He swung his foot that was not lame from side to side, clearing a place on the ground at one side of the log, and there he laid his paper and the wood to start his fire.

You may be sure Bert was very anxious as he struck one of his few matches and held it to the paper. He hardly breathed as he watched the tiny flame. And then, all at once, the blaze flickered out after it had caught one edge of the paper!

“This is bad luck!” murmured Bert. “I’ve got a few more chances, though.”

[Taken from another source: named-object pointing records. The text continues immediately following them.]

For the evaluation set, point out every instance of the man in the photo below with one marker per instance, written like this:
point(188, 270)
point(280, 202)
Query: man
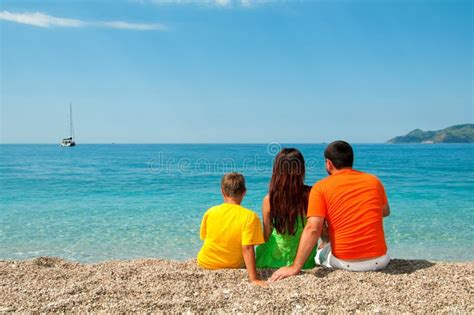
point(353, 204)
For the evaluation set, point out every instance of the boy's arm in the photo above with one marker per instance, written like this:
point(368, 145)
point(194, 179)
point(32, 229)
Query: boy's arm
point(249, 259)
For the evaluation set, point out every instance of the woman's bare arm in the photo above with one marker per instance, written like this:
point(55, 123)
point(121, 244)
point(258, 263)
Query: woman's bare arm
point(267, 221)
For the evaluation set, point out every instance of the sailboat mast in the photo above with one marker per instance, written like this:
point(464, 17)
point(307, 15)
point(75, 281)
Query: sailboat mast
point(71, 127)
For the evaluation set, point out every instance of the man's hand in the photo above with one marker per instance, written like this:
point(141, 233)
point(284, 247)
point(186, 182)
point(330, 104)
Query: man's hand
point(283, 273)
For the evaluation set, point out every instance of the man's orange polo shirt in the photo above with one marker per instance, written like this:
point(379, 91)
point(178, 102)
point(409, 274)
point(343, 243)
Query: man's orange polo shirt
point(351, 201)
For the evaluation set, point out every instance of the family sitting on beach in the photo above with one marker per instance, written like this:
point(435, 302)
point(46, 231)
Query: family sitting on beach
point(345, 210)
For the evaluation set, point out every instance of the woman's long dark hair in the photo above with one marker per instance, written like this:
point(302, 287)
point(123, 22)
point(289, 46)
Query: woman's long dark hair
point(288, 194)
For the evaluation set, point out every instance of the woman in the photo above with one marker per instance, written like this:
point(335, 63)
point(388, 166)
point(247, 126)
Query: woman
point(284, 212)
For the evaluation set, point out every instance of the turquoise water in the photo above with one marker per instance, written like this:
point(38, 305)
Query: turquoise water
point(98, 202)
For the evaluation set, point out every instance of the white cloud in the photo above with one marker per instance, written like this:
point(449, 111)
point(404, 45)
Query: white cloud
point(214, 3)
point(43, 20)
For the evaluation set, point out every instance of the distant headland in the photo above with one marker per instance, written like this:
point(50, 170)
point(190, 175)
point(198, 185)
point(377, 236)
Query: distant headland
point(454, 134)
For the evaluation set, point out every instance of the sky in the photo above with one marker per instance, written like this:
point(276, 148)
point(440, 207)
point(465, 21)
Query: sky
point(233, 71)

He crumpled up the paper in a different shape, arranged it carefully under the pile of splinters and rotten wood, and struck another match. This time he made sure to hold in his breath completely, for it was his breath before, he feared, that had blown out the match.

This time the paper caught and blazed up merrily. Bert wanted to shout and cry “hurrah!” but he did not. The fire was not really going yet, and he was getting more and more thirsty all the while. It was all he could do not to scoop up some of the dry snow and cram it into his mouth. But he held back.

“I’ll have some water melted in a little while,” he told himself. “My fire is going now.”

And, indeed, the tiny flame had caught the soft wood and was beginning to ignite the twigs. From them the larger and heavier pieces of wood would catch, and then he could set the can of snow on to melt into water.

Still hardly daring to breathe, Bert fed his fire in the shelter of the half snow-covered log. It was beginning to melt the snow all around it now, but of course this melted snow ran away and was lost. Bert could not drink that.

When the fire was going well, Bert kicked around on the ground under the log until he found some stones. With these he made a little fireplace, enclosing the blaze, and when he had some embers there, with more wood at hand to pile on, he brought the can to the fire and scooped the tin full of snow.

“This is going to be my teakettle,” said Bert, with a little smile. “Mother and Nan would laugh if they could see me now.”